During the past two decades, the concepts of recommender systems have emerged to remedy the situation. The essence of recommender systems are highly associated with the extensive work in cognitive science, approximation theory, information retrieval, forecasting theories, and management science [1]. Recommender systems have many applications, such as product recommendations at Amazon.com [18], movies recommendations by MovieLens [22], and news recommendations [1].
The increasing amount of electronic news articles requires better tools for searching, exploring, and organizing news article collections. Previously, news article were collected and stored in large text repositories and retrieved by a set of keywords. News article were seldom analyzed using their themes, because there were very few technologies to extract their thematic structures. Moreover, newspaper companies typically do not require users to subscribe and create their user profiles and users read news articles anonymously. Therefore, news recommender systems have to make recommendations without clear user profiles. In addition, many recommendation techniques face the cold start problem. This problem occurs when there is insufficient data to draw any inferences for new users or items [4].
To remedy the situation, in this paper, we design a news recommender system that eases reading and navigation through online newspapers. In essence, the recommender system acts as filters, delivering only news articles that can be considered relevant to a user. The resulting recommender system based on the proposed method is currently operational at The Globe and Mail. The Globe and Mail offers most authoritative news in Canada, featuring national and international news.

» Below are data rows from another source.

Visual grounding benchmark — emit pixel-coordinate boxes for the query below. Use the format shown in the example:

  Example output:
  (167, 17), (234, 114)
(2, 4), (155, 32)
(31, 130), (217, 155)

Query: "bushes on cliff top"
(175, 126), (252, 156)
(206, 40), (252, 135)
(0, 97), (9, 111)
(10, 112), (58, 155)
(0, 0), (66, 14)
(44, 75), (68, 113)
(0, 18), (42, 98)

The major contributions of this paper are as follows:
● Inferring users' profiles and predicting users' preferences by analyzing contents of large collections of news articles.
● Designing a news recommender system based on both the content of news articles and users' time spent on each article.
● Experimental studies on a news corpus and outperforming baseline recommendation approaches in terms of precision, accuracy, and recall.
The structure of this paper is as follows. In Section 2, the related literature is reviewed. Section 3 describes main objectives of a news recommender system. Section 4 presents our proposed content-based news recommender system. In Section 5, we demonstrate the effectiveness of our approach through experiments. Section 6 concludes the paper and discusses future work.
All of the known recommender techniques have strengths and weaknesses. In this section, we briefly survey the different recommender techniques, the data that they support, and the algorithms they employ [5,6].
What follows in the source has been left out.